In the US, others are discussing a larger change, too. Two notable experts come to mind: Gar Alperovitz and Marjorie Kelly. Alperovitz is author of America Beyond Capitalism. He suggests some kind of systemic  alternative is needed to the system of capitalism. Kelly is author of Owning Our Future who has a great term for a new kind of economy called a generative economy, as opposed to standard capitalist markets that are extractive.

The group in the UK is trying to tackle these issues, and its efforts pose something very significant by appealing to government. Richard Wolff, an American economist, says there is an inevitable political presence co-ops will have as they start to scale up. More about him in my next post.

Co-ops linked with policy and government present a real solution for society. Time will tell what kind of broader acceptance, and challenge to them, will take place.

Co-ops and Saving the World


I’m Chuck and I wanted to give some background for the development of this blog. Ten years ago, I began to wonder about growth — the accumulation of resources — and whether this can be a solution for everyone. Or does it unnecessarily create winners and losers? This idea led me to the book Beyond Growth by Herman Daly. He explained that measuring economic growth needs to be connected to the actual natural resources available, and not on metrics that exclude them, like GDP. My Amazon review of the book “Growth Isn’t Everything” praises Daly’s ideas on resource analysis. Growth, and the challenges of it, ties into the social challenges of equality, and ultimately environmental problems.

As social and environmental problems have increased, I’ve continued to read other authors that have thought about solutions including E. F. Schumacher, Thomas Frank, Noam Chomsky, Gar Alperovitz, Jean Jaques Rousseau, William Greider, and others. To me, social and environmental problems can be traced to a source: control of wealth. This is the conclusion the Occupy movement put in the public conscience with an emphasis on the 1% that has consolidated wealth.

The basic assessment that there are finite resources on the planet that Daly emphasizes, and a consolidation of resources resulting in social and environmental strife, shows me that some kind of sharing needs to take place.
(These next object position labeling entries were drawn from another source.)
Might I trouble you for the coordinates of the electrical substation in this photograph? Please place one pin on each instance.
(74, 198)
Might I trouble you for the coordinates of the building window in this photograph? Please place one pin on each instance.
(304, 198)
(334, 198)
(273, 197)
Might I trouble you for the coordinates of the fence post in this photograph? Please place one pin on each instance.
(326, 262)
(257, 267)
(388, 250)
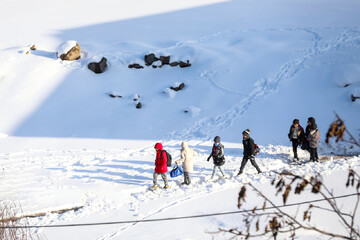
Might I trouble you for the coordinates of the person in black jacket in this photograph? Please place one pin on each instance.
(217, 153)
(296, 136)
(305, 145)
(249, 148)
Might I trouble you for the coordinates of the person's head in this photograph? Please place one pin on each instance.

This is where co-ops come in. There are many resources on the web that explain what a co-op is better than I can. See the International Co-operative Association (ICA) website for a great definition of what a co-op is linked here.

Co-ops are a solution. They are practical and implemented worldwide to the tune of generating $2.5 trillion in income. What is done with that income, and whether even measuring income is the best metric, are questions to be considered.